# How to remove this rust?



## Soul boy 68 (Sep 8, 2013)

Looking for some advice on how to remove rust that has formed on the brackets of my bathroom shelfs, it's because of all the condensation and over time some surface rust has formed. I am guessing these brackets have been powder coated in silver, I thought maybe rub some wire wool to get the rust off but thought I touch base with you guys first for your opinions on how to treat this problem. Here is an image I have taken to give you an idea.

Many thanks in advance.


----------



## slim_boy_fat (Jun 23, 2006)

I'd start with something like AutoSol to see how that faired.


----------



## Soul boy 68 (Sep 8, 2013)

slim_boy_fat said:


> I'd start with something like AutoSol to see how that faired.


What is Autosol fella, not heard of that before?


----------



## matt-rudd (Jan 4, 2015)

Whatever you do wether it be polish them or just rub the rust off they will only corrode again so would suggest to replace it with stainless/rustless shelving to prevent it occurring again


----------



## steveo3002 (Jan 30, 2006)

chances are theyre chrome . take them down and use chrome cleaner like the autosol mentioned


----------



## Soul boy 68 (Sep 8, 2013)

steveo3002 said:


> chances are theyre chrome . take them down and use chrome cleaner like the autosol mentioned


So that's what auto sol is, thanks very much. :thumb:


----------



## pantypoos (Aug 7, 2014)

I can't quite see where the rust is in your photo but get a problem with rust forming on a chrome pole in my bathroom and normally just use bathroom cleaner to remove it.


----------



## Soul boy 68 (Sep 8, 2013)

pantypoos said:


> I can't quite see where the rust is in your photo but get a problem with rust forming on a chrome pole in my bathroom and normally just use bathroom cleaner to remove it.


Thought I take a closer picture.


----------



## slim_boy_fat (Jun 23, 2006)

Soul boy 68 said:


> What is Autosol fella, not heard of that before?


Here you go, cheap as chips, and effective - you can use it on exhaust tips too...

http://www.ebay.co.uk/itm/like/320925147531?adgroupid=13585920426&hlpht=true&hlpv=2&rlsatarget=pla-131843261346&adtype=pla&ff3=1&lpid=122&poi=&ul_noapp=true&limghlpsr=true&googleloc=9046990&device=c&chn=ps&campaignid=207297426&crdt=0&ff12=67&ff11=ICEP3.0.0-L&ff14=122&viphx=1&ops=true&ff13=80


----------



## m4rkymark (Aug 17, 2014)

Don't use autosol, it's an abrasive polish and will scratch and remove the chrome.

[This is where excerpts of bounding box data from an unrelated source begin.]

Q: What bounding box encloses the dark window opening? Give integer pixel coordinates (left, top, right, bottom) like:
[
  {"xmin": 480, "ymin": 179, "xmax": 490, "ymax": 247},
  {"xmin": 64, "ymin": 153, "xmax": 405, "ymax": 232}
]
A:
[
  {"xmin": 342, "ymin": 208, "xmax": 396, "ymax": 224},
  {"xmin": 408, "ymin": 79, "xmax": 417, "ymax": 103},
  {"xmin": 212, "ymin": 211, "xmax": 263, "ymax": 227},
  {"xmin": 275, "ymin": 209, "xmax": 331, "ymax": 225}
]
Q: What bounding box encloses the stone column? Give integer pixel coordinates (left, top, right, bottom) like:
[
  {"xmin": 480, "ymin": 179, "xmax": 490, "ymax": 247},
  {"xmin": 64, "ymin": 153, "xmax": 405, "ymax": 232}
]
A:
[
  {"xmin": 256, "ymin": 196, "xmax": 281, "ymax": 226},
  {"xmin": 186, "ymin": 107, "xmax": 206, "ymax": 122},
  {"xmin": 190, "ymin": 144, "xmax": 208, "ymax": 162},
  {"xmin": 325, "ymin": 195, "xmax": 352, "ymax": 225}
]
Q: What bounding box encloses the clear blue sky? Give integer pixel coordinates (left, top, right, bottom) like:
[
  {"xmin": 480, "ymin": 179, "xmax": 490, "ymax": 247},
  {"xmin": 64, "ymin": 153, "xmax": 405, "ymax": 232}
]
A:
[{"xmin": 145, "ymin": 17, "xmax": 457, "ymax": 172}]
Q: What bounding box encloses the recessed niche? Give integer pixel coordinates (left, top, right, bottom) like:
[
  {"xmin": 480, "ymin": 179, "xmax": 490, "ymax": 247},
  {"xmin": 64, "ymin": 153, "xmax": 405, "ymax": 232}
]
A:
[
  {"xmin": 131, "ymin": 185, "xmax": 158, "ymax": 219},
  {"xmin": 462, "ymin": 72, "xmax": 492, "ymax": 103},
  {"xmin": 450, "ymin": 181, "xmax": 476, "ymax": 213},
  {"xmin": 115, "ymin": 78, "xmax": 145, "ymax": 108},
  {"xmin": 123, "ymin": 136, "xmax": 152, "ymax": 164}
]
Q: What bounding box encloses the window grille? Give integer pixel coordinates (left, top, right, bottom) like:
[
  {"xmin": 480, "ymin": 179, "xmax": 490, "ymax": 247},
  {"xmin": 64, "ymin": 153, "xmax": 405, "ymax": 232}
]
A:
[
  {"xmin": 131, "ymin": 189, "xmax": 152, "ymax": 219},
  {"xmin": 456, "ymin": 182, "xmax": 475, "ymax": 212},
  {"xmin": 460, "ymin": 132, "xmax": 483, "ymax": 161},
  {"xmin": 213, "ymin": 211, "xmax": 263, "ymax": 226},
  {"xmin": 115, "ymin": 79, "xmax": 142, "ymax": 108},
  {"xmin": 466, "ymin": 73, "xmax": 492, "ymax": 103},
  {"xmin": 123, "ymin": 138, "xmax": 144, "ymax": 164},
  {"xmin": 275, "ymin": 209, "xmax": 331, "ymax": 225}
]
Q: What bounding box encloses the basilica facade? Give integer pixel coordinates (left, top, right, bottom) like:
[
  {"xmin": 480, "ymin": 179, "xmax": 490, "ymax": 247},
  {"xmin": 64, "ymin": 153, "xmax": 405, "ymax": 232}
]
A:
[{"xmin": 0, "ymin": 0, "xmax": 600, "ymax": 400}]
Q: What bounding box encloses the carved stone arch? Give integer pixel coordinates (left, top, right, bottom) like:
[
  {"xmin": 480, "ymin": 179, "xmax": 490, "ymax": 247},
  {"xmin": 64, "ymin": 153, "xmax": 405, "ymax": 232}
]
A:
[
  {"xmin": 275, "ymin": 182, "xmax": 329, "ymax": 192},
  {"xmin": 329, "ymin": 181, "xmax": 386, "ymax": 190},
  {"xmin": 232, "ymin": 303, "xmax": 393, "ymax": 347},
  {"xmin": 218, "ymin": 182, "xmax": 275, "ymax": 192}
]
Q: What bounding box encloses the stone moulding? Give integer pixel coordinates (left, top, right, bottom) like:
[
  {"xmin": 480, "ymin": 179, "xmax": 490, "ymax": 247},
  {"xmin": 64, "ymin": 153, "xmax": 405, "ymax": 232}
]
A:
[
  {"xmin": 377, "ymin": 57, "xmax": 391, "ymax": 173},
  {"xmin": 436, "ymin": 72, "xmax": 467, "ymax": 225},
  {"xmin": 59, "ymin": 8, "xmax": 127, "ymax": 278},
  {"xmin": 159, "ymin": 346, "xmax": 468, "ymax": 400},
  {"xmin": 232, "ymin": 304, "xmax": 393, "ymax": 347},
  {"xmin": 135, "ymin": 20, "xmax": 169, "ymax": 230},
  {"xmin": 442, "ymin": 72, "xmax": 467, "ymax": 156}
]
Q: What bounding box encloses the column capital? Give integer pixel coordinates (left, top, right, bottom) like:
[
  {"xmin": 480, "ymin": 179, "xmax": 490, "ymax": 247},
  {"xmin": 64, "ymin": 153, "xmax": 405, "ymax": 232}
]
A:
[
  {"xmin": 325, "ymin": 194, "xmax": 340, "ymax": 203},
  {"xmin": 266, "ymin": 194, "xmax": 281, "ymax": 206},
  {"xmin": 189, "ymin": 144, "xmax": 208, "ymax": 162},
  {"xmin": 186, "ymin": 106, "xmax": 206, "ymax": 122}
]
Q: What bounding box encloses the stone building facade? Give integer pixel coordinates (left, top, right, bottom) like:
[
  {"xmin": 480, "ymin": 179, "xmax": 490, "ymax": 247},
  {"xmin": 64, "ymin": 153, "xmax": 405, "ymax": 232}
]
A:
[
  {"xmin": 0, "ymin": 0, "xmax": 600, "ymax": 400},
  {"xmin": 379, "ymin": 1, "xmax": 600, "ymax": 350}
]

You won't stop the rust coming back but put some wd40 on fine wire wool and rub it, will remove the rust and the wd40 will help stop the rust coming back.


----------



## turbosnoop (Apr 14, 2015)

I like it. Were detailing bathrooms now.


----------



## Soul boy 68 (Sep 8, 2013)

turbosnoop said:


> I like it. Were detailing bathrooms now.


If detailing related gear helps, then great


----------